Я позвонил в Ванкувер, в Газетную ассоциацию Британской Колумбии и Юкона, с просьбой узнать, нет ли заявки на редактора из какой-нибудь далёкой газетки.
Такая вакансия нашлась в «Коуст Маунтин Курьер», маленьком еженедельном листке в Белла-Куле, небольшом захолустном порту на побережье Британской Колумбии.
Девушка на другом конце провода попробовала было отговорить меня, мол, это в трёхстах милях от ближайшего города. Но чем больше она говорила, чем настойчивей уговаривала, тем больше я понимал, что это как раз то, что я искал.

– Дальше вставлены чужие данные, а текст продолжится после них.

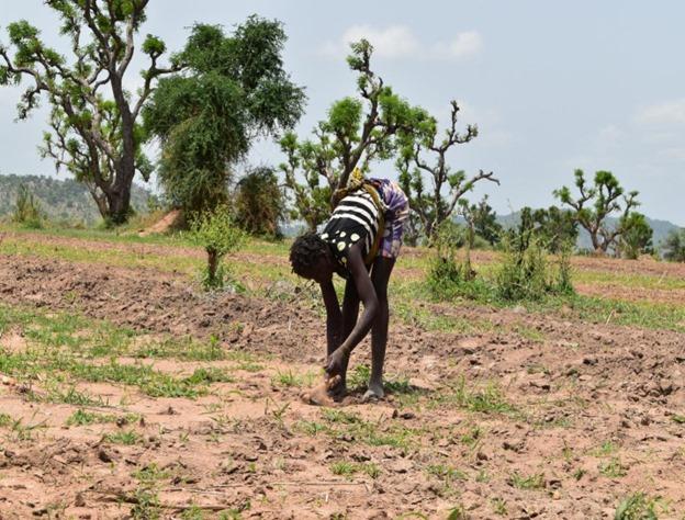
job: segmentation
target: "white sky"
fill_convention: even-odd
[[[450,159],[496,172],[502,185],[484,189],[498,213],[552,204],[575,168],[604,169],[640,191],[649,216],[685,226],[683,2],[151,0],[143,33],[176,50],[193,22],[231,27],[250,13],[285,24],[285,67],[308,95],[301,135],[353,92],[346,45],[367,36],[375,70],[397,93],[442,120],[458,99],[461,121],[479,125],[481,135]],[[40,0],[0,0],[0,41],[19,19],[66,49]],[[54,174],[36,150],[47,111],[14,123],[20,92],[0,89],[0,172]],[[261,143],[250,160],[282,158]],[[374,173],[395,177],[392,163]]]

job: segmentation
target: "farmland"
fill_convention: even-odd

В тот же вечер из дома я позвонил Дэну Данэвэю, основателю этой газеты. Мы хорошо побеседовали, но он тоже пытался отговорить меня, живописуя трудности, с которыми мне предстоит столкнуться. Не понимал он, что тем самым только соблазнял меня: так кладут ароматный сыр в мышеловку перед носом у голодной крысы.
Я проглотил наживку. Я согласился на эту работу. И в конце лета продал свою легковушку и купил пикап-автофургон «фармер-алфальфа», раздарил мебель, упаковал вещи, усадил двух своих собак — Хейди и Тутса — и поехал в страну Карибу, оставляя позади, за туманной дымкой, безбедную городскую жизнь.
Не думал я, что это будет так просто.
Я нашёл прекрасное место. Даже для Британской Колумбии Белла-Кула представляет собой нечто особенное, городок утоляет боль скорее, чем сам аспирин. Потому что здесь, на уютном, даже самодовольном, удалении забываются заботы равнин и всего остального света, здесь ты остаёшься наедине с собой и природой. Жизнь замедляет своё течение, когда свыкаешься с местным ритмом времени, а его здесь отсчитывают не часами и днями, но фазами оранжевой луны и биением океанского прилива. И это веская причина, чтобы для живущих здесь людей, будь то старожилы или приезжие, сохранение такого образа жизни стало общим делом.
Ибо это земля хуторов и богатых пастбищ, раскинувшихся среди гранитных пиков и ледников Берегового хребта, по другую сторону злаковых прерий и загонов заброшенной к чёрту на рога страны ковбоев, называемой Западный Чилкотин. Эта земля — живая легенда, пропахшая дымом костров и седельной кожей, здесь находятся самые большие в Северной Америке скотные фермы. Ранчо «Гэнг», например, занимает больше миллиона акров луговых угодий.
Земля эта обширна. Чрезвычайно обширна.
Это индейская земля, она всегда была и будет индейской. Потому что первые белые поселенцы не отваживались занимать эту суровую и дикую территорию вплоть до 60-ых годов 19-го столетия, когда золотая лихорадка в Карибу поманила искателей счастья на север.
И сегодня жизнь здесь сильно напоминает фронтир, и нигде больше в мире такого не сыскать. Таково здесь скорее настроение умов, чем внешние признаки, но страна эта не торопится меняться, и её стремление оставаться такой, как есть, когда рукопожатие и мужское слово надёжны, как юридический документ, придаёт ей особый колорит.
Во время золотой лихорадки городок Баркервилль на севере Карибу стал шумным и разухабистым притоном, битком набитым шулерами и неудачниками, — небывалое дело для Канады. Тут тебе и карманники, и жулики всех мастей. Ушлые баптисты и вороватые пьянчуги. Костлявые длинноногие танцовщицы из Европы и распухшие от джина клячи и гарпии из публичных домов Сан-Франциско. Грязные, сквернословящие старатели, швырявшиеся во время загула самородками, как моряки деньгами, и дети, почти до смерти замученные золотой лихорадкой.
Баркервилль вырос как гриб после дождя, и правили в нём беззаконие, алчность, похоть да сцены вгрызания в главную жилу — толстую ленту из золота, пролегающую под землёй у одного из далёких ручьёв. Баркервилль. Памятное местечко. Ничего подобного не было раньше, но ничего подобного не было и после.
Сегодня это туристическая достопримечательность, и если вас занесло в ту сторону, посмотреть на город стоит.